Sitting and praying with children

Emilie Ng 14 October 2019

Penny Sturrock says children take to meditation much more naturally than adults. We talk to her about her work in schools across Australia.

Penny Sturrock says children take to meditation much more naturally than adults. We talk to her about her work in schools across Australia.

Penny Sturrock believes a word spoken by early Christians can help change the lives of children more than please and thank you.

The word is maranatha, an Aramaic word meaning, ‘Come, Lord’. It appears once in the Bible – in the first letter of St Paul to the Corinthians – and is the mantra for a growing number of people who practise Christian meditation, including Penny. She stumbled across meditation during a time of crisis – a close friend and mother of four died.

‘I was searching for meaning – what does the death of a young mother mean?’ Penny says.

Maranatha

She found her answer while meditating on the word maranatha at a parish meditation group.

‘I just realised I had known this from when I was a child and I sat on the knee of a nun and she just prayed’, Penny says.

Penny now has the privileged role of teaching children how to meditate through the Australian branch of the World Community for Christian Meditation.

The community’s mission is to share the spiritual fruits of meditation in a Christian tradition, as passed on to their founder, the late Fr John Main, who developed a way of praying with a mantra from his experience with an Indian spiritual guru and through studying the writings of St John Cassian.

Christian meditation

Fr John’s vision of the community is now under the leadership of Benedictine Father Laurence Freeman, and both are considered modern experts in Christian meditation.

Around the world, the community organises weekly mediation groups, retreats, annual seminars, and provides access to thousands of different resources for people wanting to learn more about this form of prayer. But their primary focus is on meditating.

Penny explains that meditation is not a relaxation technique, and is fundamentally different to the popular practice of mindfulness, though the benefits are similar.

‘Mindfulness is a very valuable secular practice and in fact Fr Laurence says mindfulness takes us to the doorway but meditation takes us within’, Penny says.

‘For Christians, to use a practice which places some emphasis on your body, paying attention on your body, is a great way to start, but we want to take the attention off ourself and place the attention, where we do with prayer, on the Mystery.’

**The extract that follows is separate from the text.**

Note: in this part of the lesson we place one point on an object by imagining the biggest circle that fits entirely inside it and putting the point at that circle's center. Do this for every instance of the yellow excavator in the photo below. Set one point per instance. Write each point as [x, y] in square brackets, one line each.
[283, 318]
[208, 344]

And it’s young people, especially children, who can teach adults how to do this best.

Level praying field

‘I call children the level praying field – no one’s better at it, no one’s quicker’, Penny says.

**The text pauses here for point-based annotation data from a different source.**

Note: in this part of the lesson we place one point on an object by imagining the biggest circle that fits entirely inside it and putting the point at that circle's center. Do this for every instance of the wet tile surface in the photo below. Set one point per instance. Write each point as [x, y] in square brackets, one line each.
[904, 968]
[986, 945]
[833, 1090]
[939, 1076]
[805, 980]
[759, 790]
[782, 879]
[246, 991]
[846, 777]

‘The practice of Christian meditation is in fact a return to childlikeness. It is just that return to simplicity because meditation uncomplicates and takes us back to a way of being that is.’

Because of this, Penny’s approach to teaching children meditation is also uncomplicated. While her community offers ample resources to teach meditation, she doesn’t believe children need lectures, videos, or classes to meditate well. She simply sits with the children and prays.

‘This is a tradition that is passed on orally’, Penny explains. ‘The human resource is the most important thing. You need to tell them how to do it and in our community it is prayer without words, thoughts and images. You say, “We sit still, we close our eyes, and we say our prayer word, maranatha”. Children as young as two can say it.’

She also encourages teachers to approach meditation in the classroom with the same simplicity, and says that meditation is not an activity that requires evaluation.

‘For teachers, not to evaluate and not to judge and not to give stars, this is the biggest hurdle’, Penny says. ‘A little boy in Canada said, “We meditate, and then we do maths” – you do it and you get up and do the next thing.

No KPIs

‘Let go of key performance indicators (KPIs) and the way we do things and sit with the children and give them the opportunity. Then don’t ask them about how it went. Meditate, then do maths.’

Principals and teachers who have reached out to WCCM Australia

are seeing the fruits of Christian meditation too.

‘Something changes in the playground, in the school. After meditation, a child will say, “I feel a bit kinder”, or “that person isn’t so annoying”. 

‘We’re not out to change the world but hopefully the world can change in one generation if we can get every nine year old to change; that’s what the Dalai Lama said.’

And the children Penny wants to see changing the most? Her 10-going-on-11 grandchildren.

‘If that’s the last thing my grand-children ever see of me - sitting still, praying – I’m happy’, Penny says.